At the moment, EMD investments amount to €500m. All of BVK’s EMD investments are undertaken by external managers via fund shares; it does not invest in EMD via segregated accounts because of the better handling and implementation of local currency bonds via funds. Three EMD managers are currently responsible for the portfolio but we are in the process of adding one or two additional ones because we want to invest another €200m in the coming months.

For us it is important that our EMD managers are not restricted when it comes to the selection of countries in their portfolio. Instead they should have the flexibility to be able to take advantage of opportunities in hard currency, local currency and corporate credit.
The manager should also have an absolute return approach and be flexible enough with regard to duration and instruments to be able to ask himself whether it is better to buy the currency directly or to invest in external debt or more specifically local debt. The EMD funds also have to have a UCITS III structure to enable us to invest in them.

In the manager selection process we partially work together with a consultant. However, the due diligence of managers as well as onsite visits are undertaken by BVK internally.
Our calculation figures for the strategic asset allocation are at 6% return at 10% volatility for EMD. So far we have been really pleased with the performance. As of today the fiscal position of emerging market government bonds looks on average a lot better than the one of industrialised nations. This means investors ought to take a good look at them individually and weight them much higher in their strategic asset allocation.

The only restriction the regulator imposes on German pension funds in terms of EMD is that they are not allowed to invest more than 3% in emerging market bonds graded below B-.

Erik Christiansen
Head of investment strategy

• Assets: €8.7bn
• Mandatory pension fund for France’s 4.6m civil servants
• DC
• Date established: January 2005
• Solvency ratio/funding level: 117% (Dec 2009)

Investments in EMD are restricted by ERAFP’s regulation, which only allows direct investments in OECD countries. So any additional EMD exposure would have to be undertaken through funds. But the amount would be quite limited because we are required to have at least 90% of our portfolio in euro denominated assets and are not allowed to hedge currency risks.

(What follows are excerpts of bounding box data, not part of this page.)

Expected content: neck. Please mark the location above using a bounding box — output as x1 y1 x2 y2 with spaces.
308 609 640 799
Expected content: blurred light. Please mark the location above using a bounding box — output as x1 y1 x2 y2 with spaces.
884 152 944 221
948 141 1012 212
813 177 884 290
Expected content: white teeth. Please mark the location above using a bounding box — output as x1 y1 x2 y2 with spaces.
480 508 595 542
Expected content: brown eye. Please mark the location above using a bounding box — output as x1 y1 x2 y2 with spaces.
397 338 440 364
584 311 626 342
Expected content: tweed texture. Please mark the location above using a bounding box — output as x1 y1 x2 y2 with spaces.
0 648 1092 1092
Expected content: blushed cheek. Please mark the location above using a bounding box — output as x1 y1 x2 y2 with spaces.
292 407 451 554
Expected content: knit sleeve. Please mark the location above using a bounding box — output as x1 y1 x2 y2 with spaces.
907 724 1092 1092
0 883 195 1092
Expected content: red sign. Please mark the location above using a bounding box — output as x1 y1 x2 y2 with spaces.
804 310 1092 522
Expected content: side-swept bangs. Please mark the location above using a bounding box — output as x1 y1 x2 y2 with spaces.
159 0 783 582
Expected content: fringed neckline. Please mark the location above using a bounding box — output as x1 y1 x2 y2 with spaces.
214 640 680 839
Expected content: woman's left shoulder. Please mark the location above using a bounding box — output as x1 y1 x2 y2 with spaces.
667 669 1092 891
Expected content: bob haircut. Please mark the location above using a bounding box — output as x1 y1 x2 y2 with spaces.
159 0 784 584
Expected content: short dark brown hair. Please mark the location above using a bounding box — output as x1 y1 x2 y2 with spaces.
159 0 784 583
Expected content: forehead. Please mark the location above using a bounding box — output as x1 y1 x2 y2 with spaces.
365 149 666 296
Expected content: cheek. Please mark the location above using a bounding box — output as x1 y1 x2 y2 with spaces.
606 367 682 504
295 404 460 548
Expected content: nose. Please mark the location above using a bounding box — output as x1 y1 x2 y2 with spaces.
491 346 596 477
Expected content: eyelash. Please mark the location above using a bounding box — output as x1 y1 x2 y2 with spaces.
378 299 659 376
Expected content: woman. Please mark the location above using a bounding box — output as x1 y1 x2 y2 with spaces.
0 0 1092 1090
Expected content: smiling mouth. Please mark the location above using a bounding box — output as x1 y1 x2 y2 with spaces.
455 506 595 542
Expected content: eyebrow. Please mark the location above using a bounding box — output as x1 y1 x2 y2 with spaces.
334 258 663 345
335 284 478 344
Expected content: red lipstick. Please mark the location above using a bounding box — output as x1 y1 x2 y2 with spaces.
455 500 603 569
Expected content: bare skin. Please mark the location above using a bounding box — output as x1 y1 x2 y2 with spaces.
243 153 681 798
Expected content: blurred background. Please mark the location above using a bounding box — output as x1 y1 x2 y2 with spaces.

Our current asset allocation consists of 85% fixed income - 75% sovereign bonds and 10% non-sovereign bonds such as municipal, supranational and corporate bonds - and a little over 15% equities.

We do not have any plans to invest in EMD because the fund is still very young and the diversification process has only just started. We aim to add one or two new asset classes to the portfolio each year so we are likely to include it in the future.

We have already looked at the possibility of buying some direct central and eastern European countries’ (CEE) debt. Polish bonds look attractive to us, while the Baltic countries also are of interest. However, our plans to invest in these countries depend on the socially responsible investment (SRI) scores of these countries, some of which are not sufficient enough for our responsible investment framework today. But this may change with time.

Our SRI framework also excludes bonds issued by states with the death penalty, which limits the number of emerging markets we could invest in.

We look at the positive dynamics of a particular country, in other words if it had a bad starting point but is developing positively with regard to social, environmental and governance issues we may invest.

We do engage with some bond issuers. However, these tend to be local authorities because when it comes to municipal bonds we are a relatively big local establishment investor and hence have more influence on them than on companies. We have yet to engage with states or governments.

Other French funds are probably similar to us in that they invest mainly in euro denominated or OECD bonds for legislative reasons or because of a reluctance to hedge the currency risk.

As of today we buy only euro denominated bonds and despite the European debt crisis have held onto our southern European bonds, particularly in Italy. Some of the issuers are not in the euro-zone but still issue euro denominated bonds. We, for example, hold a little bit of Hungarian debt, which is denominated in euro.